ONBOARD... AND INTEGRATE
With the right executives placed in key roles, the final challenge is to instill the mindset and processes that help them live the culture themselves and model it for the rest of the company.
“When I work with an executive team, because of my HR background, I evaluate staff utilization, compensation, performance management, but I’m also looking at how best to identify and train the high performing individuals that we want in our culture.”
Diligence is important because, despite careful recruiting efforts, you can never know the impact a new executive will have on a company and its leadership team until they start to contribute. Jacobs advocates for ongoing mentorship and executive coaching, helping leaders find their unique leadership style that best fits the company’s vision and culture.
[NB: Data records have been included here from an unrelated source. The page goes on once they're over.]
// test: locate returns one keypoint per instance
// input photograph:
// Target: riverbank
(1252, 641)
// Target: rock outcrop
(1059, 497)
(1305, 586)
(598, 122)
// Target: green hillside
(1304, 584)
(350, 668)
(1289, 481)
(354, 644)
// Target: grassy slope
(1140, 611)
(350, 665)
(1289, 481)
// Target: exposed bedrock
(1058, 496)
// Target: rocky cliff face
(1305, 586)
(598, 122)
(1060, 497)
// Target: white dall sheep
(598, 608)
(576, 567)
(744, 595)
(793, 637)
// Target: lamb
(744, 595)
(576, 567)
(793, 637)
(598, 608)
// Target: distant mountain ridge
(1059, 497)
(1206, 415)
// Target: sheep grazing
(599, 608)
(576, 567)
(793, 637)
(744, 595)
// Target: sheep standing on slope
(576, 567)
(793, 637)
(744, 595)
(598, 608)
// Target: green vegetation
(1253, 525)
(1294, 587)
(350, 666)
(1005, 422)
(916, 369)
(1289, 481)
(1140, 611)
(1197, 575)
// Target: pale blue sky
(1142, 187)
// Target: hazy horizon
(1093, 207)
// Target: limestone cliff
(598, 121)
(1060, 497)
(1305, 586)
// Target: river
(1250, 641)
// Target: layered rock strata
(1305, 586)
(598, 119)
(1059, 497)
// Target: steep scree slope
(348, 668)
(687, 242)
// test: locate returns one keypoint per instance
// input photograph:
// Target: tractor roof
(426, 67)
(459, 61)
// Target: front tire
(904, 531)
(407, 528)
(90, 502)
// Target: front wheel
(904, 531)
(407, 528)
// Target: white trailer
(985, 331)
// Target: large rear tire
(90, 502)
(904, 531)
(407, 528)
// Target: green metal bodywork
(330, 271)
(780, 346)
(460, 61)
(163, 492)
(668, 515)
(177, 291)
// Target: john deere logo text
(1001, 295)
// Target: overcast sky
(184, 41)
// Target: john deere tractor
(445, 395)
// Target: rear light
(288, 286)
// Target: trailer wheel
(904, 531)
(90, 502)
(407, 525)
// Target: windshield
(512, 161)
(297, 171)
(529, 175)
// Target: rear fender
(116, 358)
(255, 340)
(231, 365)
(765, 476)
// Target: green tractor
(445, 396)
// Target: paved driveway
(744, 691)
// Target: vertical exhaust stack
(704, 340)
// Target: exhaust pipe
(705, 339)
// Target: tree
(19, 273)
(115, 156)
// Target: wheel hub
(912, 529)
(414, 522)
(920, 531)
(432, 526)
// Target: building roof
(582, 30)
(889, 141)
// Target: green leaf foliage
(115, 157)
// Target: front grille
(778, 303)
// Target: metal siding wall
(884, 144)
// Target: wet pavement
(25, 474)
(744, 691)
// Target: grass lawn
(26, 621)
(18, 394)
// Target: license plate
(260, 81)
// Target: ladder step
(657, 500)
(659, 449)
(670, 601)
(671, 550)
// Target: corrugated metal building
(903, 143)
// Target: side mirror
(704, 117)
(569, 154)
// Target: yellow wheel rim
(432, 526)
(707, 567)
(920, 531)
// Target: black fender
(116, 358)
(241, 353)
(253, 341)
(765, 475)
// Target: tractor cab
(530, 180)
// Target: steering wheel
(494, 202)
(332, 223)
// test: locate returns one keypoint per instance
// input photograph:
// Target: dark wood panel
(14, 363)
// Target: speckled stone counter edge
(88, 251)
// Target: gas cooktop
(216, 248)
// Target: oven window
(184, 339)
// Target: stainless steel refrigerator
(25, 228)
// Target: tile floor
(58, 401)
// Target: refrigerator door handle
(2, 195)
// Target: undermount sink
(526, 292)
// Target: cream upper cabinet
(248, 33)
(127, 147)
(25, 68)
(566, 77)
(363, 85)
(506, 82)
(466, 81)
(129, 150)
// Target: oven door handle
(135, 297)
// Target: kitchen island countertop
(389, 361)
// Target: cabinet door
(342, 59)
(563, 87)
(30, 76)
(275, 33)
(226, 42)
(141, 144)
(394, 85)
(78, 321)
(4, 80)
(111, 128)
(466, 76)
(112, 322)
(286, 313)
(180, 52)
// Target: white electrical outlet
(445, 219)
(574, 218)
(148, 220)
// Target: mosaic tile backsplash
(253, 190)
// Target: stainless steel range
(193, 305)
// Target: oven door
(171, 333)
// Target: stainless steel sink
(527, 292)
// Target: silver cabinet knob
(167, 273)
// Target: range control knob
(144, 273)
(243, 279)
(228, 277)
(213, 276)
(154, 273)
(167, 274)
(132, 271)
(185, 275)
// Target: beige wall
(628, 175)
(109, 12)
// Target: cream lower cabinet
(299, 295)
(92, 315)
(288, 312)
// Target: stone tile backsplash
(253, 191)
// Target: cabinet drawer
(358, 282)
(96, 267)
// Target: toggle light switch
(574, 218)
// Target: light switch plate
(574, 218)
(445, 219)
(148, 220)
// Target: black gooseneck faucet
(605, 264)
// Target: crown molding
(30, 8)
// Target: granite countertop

Supporting leaders’ transitions – whether they’re new hires or evolving into new roles – requires much more than bringing the executive safely on deck, which is why Harvard Business Review suggests integration is a more apt term than “onboarding” to describe the work needed.
Among important integration efforts, Ironside & Associates helps client executives:
Develop personal and career goals to achieve optimal results for the company
Improve strategic vision to help move the needle for the company
Provide guidance and leadership training grounded in knowledge of your business and people
Align business strategy with strong leadership & career objectives
WHY NEW LEADERS STUMBLE
Harvard Business Review reports the following statistics on the reasons senior executives fail following the transition to a new role, from a global survey:
69% Poor grasp of how the organization works 65% Misfit with organizational culture
57% Difficulty forging alliances with peers
48% Lack of understanding the business model
31% Ineffective decision making
28% Disagreement over strategy
26% Lack of experience or skill
“As a new hire, there are still always surprises and some confusion once you settle in” Damron says. If a situation surfaces, Julie and her team are there through the transition period and follow up with the executive team as needed. “Julie learns and adapts so she can coach future hires on what’s likely to happen, and what they can do to ameliorate an issue. The service that Julie provides is iterative. Even if it takes a year or five years to use her again for a search – she retains that knowledge and experience to make your next hire even better,” adds Damron.